Um dieses Problem zu lösen, verwenden wir Infrarot-Heizlampen. Anstelle darauf, dass die Schneidwalze alle Arbeit alleine übernehmen muss, wird das Glas entlang der Schnittlinie weich gemacht. Dadurch wird der gesamte Prozess viel einfacher.

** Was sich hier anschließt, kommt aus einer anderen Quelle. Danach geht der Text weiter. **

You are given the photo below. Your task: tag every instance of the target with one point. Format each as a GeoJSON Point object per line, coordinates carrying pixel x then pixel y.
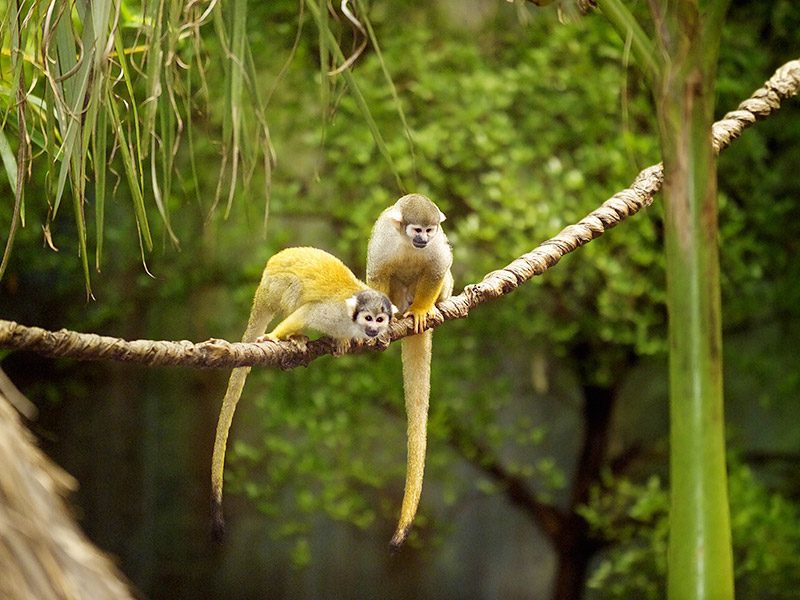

Hier liegt der Trick: Normale Wärme bleibt nur an der Oberfläche des Glases. Sie dringt nicht wirklich ins Glas ein. Deshalb verwenden wir Kurzwellen-Infrarotlampen. Diese senden Strahlung tief in das Material hinein und erzeugen so eine „weiche Zone“ genau dort, wo die Schneidwalze auf das Glas trifft. Anstatt gegen das Glas anzukämpfen, kann die Walze einfach hindurchgleiten.
Was die Technik angeht, so werden diese Lampen in linearen Anordnungen verwendet, die dem Schneidkopf folgen. Dabei ist viel Leistung erforderlich. Eine riesige Glasscheibe fungiert wie ein riesiger Wärmeträger, der versucht, die Wärme aufzunehmen. Deshalb werden diese Lampen mit Hochspannung betrieben, um die Intensität hoch zu halten. Wir verwenden außerdem Quarzkapseln – im Grunde spezielle Hüllen – damit die Wärme nicht blockiert wird.
Aber man kann den Betriebsmodus nicht einfach auf Maximum stellen. Wenn man die Schnittlinie zu stark erhitzt, während der Rest der Platte kalt bleibt, wird das Glas belastet. Dann entstehen unvorhersehbare Risse. Es geht also darum, das Gleichgewicht zwischen der Temperatur der Lampen und der Geschwindigkeit des Schneidkopfs zu finden. Zu schnell? Das Glas bleibt hart. Zu langsam? Die ganze Platte könnte verformt werden. Man braucht wirklich ein präzises Kontrollsystem, um diese Temperatur im richtigen Bereich zu halten.